= John Alexander Voules Brown =

Australian politician

John Alexander Voules Brown (8 January 1852 – 14 March 1945) was a South Australian businessman who represented the South Australian House of Assembly multi-member seat of Northern Territory from 1910 to 1911 for the Liberal Union.

==History==
He was born the third or fourth son of William Voules Brown (1809 – 29 January 1893) and Harriet Brown, née Perkins (1812 – 6 July 1897) of Brighton, South Australia, who emigrated on the Coromandel in 1837.

In 1885 and 1886 he was a partner in the Darwin shipping firm of Adcock Brothers.
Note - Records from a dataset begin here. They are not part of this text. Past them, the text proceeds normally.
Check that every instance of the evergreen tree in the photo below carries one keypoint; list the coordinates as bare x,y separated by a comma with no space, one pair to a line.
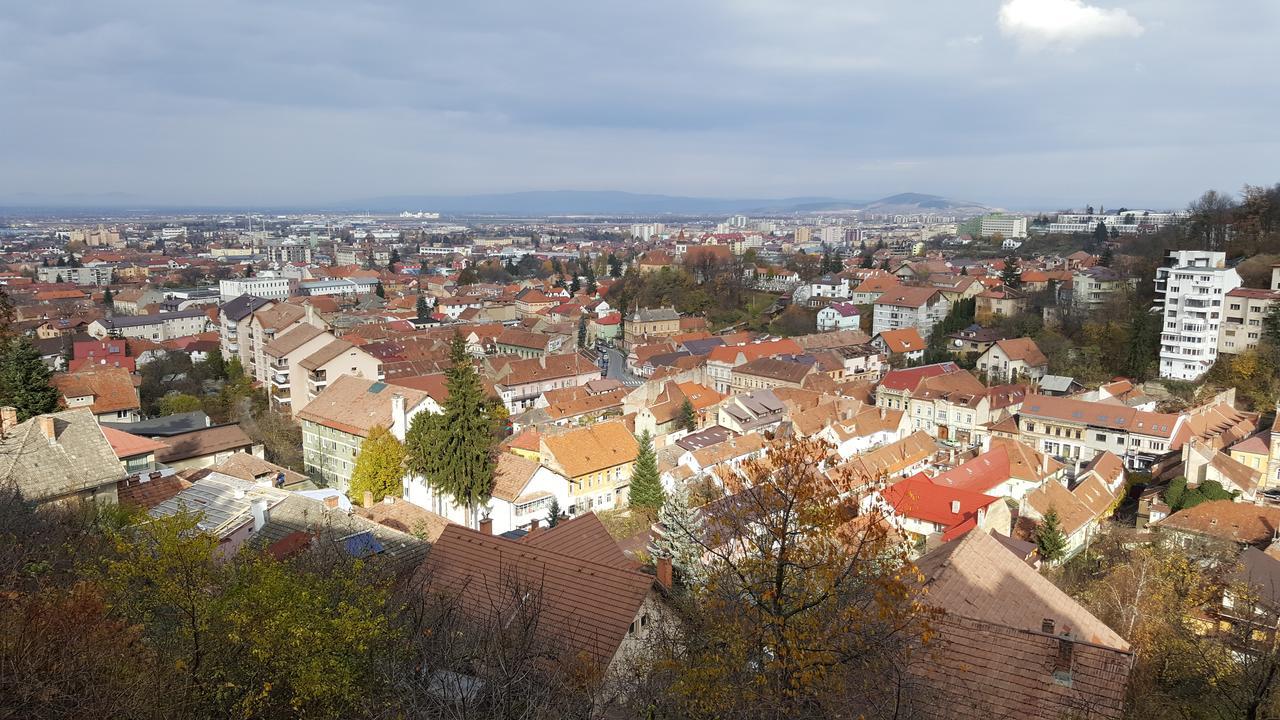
455,451
688,417
647,492
379,466
681,536
1013,274
1048,537
553,513
24,379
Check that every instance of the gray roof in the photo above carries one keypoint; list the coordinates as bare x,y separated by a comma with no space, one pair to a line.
78,456
165,425
242,306
142,320
1056,383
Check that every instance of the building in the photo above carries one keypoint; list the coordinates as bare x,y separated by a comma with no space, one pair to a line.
1008,226
1013,360
597,460
839,317
265,287
918,308
58,458
158,328
1192,295
338,420
105,390
1242,324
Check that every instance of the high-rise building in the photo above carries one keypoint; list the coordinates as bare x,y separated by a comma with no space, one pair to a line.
1191,292
1008,226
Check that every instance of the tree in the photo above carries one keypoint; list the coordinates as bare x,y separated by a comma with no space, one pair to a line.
455,451
1011,276
177,402
379,466
681,534
1048,537
647,493
24,379
553,513
800,614
688,417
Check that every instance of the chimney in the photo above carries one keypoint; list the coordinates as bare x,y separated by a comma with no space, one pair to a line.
400,423
260,511
46,425
664,573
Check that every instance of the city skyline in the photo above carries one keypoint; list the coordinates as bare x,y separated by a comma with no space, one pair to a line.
1018,104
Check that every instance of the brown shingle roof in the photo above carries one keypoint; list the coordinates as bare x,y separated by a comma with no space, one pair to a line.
588,605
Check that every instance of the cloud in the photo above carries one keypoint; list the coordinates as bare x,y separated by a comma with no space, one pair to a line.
1064,22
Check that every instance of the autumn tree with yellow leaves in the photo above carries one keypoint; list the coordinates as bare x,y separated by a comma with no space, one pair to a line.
808,609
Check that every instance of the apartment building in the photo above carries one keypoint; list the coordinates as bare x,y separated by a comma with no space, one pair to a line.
265,287
1191,295
338,420
918,308
1078,429
1242,323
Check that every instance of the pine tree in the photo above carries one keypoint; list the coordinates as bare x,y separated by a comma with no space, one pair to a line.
688,417
455,451
379,466
24,379
681,534
645,483
1050,538
1011,276
553,513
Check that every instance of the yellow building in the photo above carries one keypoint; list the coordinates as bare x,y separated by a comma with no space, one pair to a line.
597,460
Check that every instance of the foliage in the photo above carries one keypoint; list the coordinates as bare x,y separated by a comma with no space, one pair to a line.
379,466
455,451
645,493
681,534
688,417
801,613
1048,537
24,379
179,402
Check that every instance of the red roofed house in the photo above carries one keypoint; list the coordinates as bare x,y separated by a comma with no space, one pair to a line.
926,510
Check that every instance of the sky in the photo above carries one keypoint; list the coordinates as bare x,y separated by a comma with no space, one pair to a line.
1010,103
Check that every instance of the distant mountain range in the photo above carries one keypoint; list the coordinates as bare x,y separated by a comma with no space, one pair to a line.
540,204
613,203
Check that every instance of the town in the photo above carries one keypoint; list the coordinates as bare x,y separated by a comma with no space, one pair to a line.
896,461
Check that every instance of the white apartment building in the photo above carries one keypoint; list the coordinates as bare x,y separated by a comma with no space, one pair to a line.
1191,296
1008,226
1242,322
265,287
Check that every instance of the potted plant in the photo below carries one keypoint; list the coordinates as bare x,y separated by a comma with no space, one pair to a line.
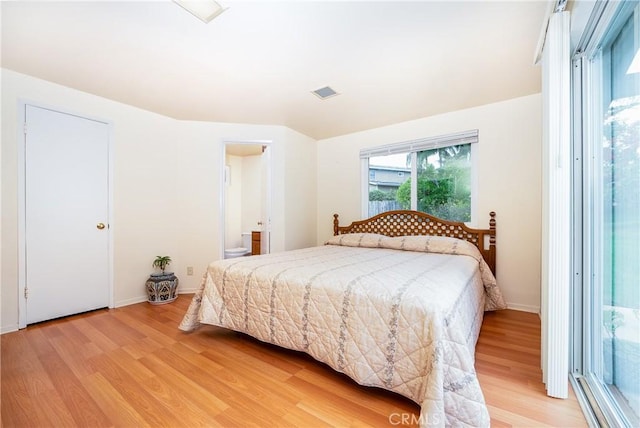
162,286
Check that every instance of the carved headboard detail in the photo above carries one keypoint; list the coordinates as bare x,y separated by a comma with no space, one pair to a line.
408,222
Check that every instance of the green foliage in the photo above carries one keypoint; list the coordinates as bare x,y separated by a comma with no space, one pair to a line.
443,191
161,262
379,195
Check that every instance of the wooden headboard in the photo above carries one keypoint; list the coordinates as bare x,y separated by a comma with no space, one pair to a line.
408,222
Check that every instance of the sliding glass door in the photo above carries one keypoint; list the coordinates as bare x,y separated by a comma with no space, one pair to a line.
608,294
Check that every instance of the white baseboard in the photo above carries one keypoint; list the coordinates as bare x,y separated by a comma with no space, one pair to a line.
524,308
131,301
8,328
141,299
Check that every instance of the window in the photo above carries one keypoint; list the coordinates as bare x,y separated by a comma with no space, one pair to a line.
433,175
607,298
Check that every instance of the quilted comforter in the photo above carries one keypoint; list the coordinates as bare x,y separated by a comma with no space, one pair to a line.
399,313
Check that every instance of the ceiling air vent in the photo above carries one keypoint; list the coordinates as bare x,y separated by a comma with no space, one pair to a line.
324,93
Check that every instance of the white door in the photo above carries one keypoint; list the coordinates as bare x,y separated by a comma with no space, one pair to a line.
66,206
265,192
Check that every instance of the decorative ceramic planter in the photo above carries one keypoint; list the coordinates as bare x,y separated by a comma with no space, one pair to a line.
162,288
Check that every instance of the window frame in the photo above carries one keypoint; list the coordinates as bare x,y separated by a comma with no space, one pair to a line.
413,147
586,364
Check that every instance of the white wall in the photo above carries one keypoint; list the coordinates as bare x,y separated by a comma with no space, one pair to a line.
166,188
251,193
233,205
509,170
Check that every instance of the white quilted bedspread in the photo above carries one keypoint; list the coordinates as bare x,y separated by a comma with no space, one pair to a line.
399,313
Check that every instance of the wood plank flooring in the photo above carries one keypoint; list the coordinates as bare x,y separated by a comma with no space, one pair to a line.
132,367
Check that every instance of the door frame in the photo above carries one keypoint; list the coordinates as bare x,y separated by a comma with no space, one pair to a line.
223,187
22,209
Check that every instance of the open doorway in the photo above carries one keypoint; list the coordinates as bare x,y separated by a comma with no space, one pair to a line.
245,198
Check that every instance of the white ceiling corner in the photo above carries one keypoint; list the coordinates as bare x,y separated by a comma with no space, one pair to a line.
259,61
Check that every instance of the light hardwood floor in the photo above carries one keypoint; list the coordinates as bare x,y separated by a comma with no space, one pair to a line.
132,367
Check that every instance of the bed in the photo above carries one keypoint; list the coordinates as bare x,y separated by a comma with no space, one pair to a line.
394,301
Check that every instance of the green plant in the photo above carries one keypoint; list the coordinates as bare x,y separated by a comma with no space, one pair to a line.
161,262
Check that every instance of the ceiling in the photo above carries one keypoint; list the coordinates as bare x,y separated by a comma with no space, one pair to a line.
390,61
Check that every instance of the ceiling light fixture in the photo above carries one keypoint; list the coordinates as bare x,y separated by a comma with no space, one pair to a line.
204,10
324,93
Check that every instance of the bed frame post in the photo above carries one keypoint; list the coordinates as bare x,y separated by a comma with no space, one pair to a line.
492,240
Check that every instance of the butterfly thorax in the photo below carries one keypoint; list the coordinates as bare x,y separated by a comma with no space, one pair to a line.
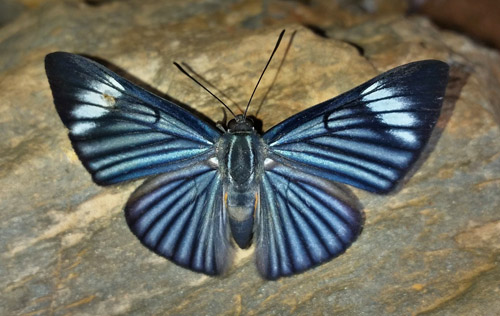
241,161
In 1887 his elder brother Victor Voules Brown (1841-1910) took over the business of Vaiben Louis Solomon, who ran "Solomon's Emporium", in an 1885 stone building on Smith Street, Darwin (at that time named Palmerston), and there conducted the business of the Port Darwin Mercantile and Agency Co., the Eastern and Australian Steamship Company, the Northern Territory Mining Exchange and the North Australian agency for Lloyd's of London. Brown worked there for his brother from 1887 to 1894. At some stage the building was renamed "Brown's Mart", and by that name today functions as a venue for live theatre.
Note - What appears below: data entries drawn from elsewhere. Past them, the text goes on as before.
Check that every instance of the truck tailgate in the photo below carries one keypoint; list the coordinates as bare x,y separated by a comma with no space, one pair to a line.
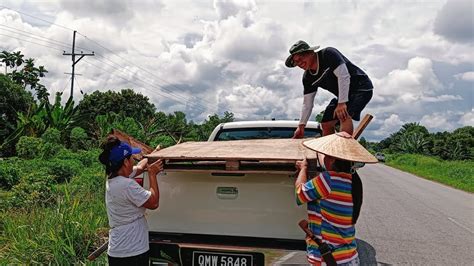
244,205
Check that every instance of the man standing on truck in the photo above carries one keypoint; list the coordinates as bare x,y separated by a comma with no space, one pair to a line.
331,70
328,197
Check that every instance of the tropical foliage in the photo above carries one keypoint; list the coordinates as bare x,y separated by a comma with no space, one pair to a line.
51,211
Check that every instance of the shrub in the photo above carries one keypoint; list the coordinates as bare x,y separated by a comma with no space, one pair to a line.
8,174
33,190
79,139
89,158
63,170
49,150
29,147
52,135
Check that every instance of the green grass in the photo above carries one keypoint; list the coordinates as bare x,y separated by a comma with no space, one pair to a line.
457,174
61,233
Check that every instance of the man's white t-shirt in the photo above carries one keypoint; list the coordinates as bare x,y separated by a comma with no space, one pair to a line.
128,235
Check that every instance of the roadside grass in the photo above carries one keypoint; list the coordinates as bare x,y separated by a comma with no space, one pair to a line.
61,233
457,174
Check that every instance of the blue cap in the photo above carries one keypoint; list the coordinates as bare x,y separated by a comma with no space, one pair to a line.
122,151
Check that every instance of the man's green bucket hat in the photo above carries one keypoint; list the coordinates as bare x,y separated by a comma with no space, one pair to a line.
298,47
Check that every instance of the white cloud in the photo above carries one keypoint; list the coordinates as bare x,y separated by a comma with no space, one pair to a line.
466,76
205,57
467,119
389,125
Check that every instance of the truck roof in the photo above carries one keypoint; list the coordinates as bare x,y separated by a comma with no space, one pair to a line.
267,123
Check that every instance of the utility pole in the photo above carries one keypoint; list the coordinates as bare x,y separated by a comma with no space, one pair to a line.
74,61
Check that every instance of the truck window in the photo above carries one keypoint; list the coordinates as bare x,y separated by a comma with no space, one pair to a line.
263,133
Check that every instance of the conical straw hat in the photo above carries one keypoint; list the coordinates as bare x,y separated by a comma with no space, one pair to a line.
341,146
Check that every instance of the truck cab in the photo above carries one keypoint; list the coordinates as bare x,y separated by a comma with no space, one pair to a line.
264,129
209,211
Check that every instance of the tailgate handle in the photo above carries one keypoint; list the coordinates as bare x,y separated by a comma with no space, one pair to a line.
227,192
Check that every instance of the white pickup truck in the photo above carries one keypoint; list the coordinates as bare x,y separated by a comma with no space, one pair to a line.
214,210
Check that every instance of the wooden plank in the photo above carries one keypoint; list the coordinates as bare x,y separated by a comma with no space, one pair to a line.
232,165
237,150
133,142
362,125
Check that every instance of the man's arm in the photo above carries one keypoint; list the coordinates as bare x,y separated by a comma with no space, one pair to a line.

In 1910 Bown was elected to the seat of Northern Territory, with Tom Crush as his colleague; the seat was dissolved in 1911 when the Commonwealth Government took over responsibility for the Territory.
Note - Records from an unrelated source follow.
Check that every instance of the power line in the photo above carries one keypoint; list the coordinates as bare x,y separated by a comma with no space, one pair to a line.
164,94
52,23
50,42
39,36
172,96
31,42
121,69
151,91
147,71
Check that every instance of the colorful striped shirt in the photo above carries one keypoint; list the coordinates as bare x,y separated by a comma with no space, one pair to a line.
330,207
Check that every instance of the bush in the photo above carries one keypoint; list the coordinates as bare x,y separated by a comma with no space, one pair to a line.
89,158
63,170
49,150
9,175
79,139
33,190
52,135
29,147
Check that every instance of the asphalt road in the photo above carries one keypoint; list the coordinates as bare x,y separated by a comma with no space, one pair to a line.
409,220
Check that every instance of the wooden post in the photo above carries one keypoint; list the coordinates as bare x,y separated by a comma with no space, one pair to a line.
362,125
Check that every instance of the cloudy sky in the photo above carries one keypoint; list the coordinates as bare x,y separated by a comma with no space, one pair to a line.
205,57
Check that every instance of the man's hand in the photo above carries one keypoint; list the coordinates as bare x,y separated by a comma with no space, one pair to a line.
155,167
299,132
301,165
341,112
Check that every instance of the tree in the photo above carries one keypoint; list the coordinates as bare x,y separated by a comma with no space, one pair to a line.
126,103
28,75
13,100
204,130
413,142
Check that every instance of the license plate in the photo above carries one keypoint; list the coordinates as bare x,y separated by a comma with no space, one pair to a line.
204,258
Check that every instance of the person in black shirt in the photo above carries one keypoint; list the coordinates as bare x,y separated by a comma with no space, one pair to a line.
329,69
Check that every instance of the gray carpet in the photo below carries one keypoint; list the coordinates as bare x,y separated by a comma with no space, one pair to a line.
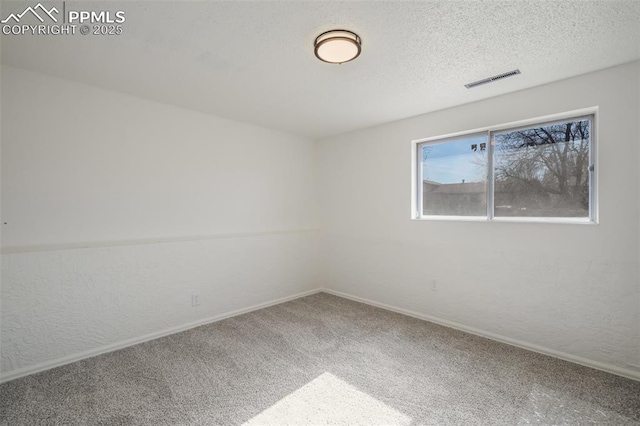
320,360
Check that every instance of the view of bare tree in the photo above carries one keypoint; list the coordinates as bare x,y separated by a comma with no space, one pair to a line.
543,171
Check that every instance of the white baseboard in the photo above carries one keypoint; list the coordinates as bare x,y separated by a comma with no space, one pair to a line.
620,371
36,368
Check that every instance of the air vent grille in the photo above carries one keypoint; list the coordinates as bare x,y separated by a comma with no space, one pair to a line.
492,79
Around 1920 Brown built a home "Wenlock" at 15 Jetty Road, Brighton, South Australia.

Around 1923 he sold a parcel of land and right-of-way to the trustees of St Jude's Church, Brighton, for use as a cemetery. The sale did not include the Brown family vault.

==Other interests==
He was appointed to the Local Board of Health for Palmerston.

He was appointed J. P.

He was a board member of the South Australian School of Mines.

==Family==
Note: It is useful to append dates to certain names in this family, as many members share identical names; not only father to son but also uncle to nephew.

J. A. V. Brown married Eleanor Johnson (1857 – 25 April 1918) in 1878. Among their children were:
- John Alexander Voules Brown, junior (14 July 1879 – 1962) married Mabel Florence Marks (c. 1886 – 20 March 1932) on 14 July 1909
- Victor Voules Brown (c. April 1885 – 1963) married Helen Dorothea Smith. The State Library of South Australia holds letters written by him from the front during World War I.
- Dorothy Eleanor Brown (1888–1954) married Albert Seary of Millswood on 10 February 1920
- Kathleen Mary Brown (1891–1965)

Older brothers include William Voules Brown (1839-1920) and Victor Voules Brown (1841-1910), Northern Territory businessman, who took over Solomon's Emporium to become Brown's Mart. Their sister Elizabeth Susannah Brown (1845-1926) married James Harvey (1843-1926) and moved to Salisbury, South Australia.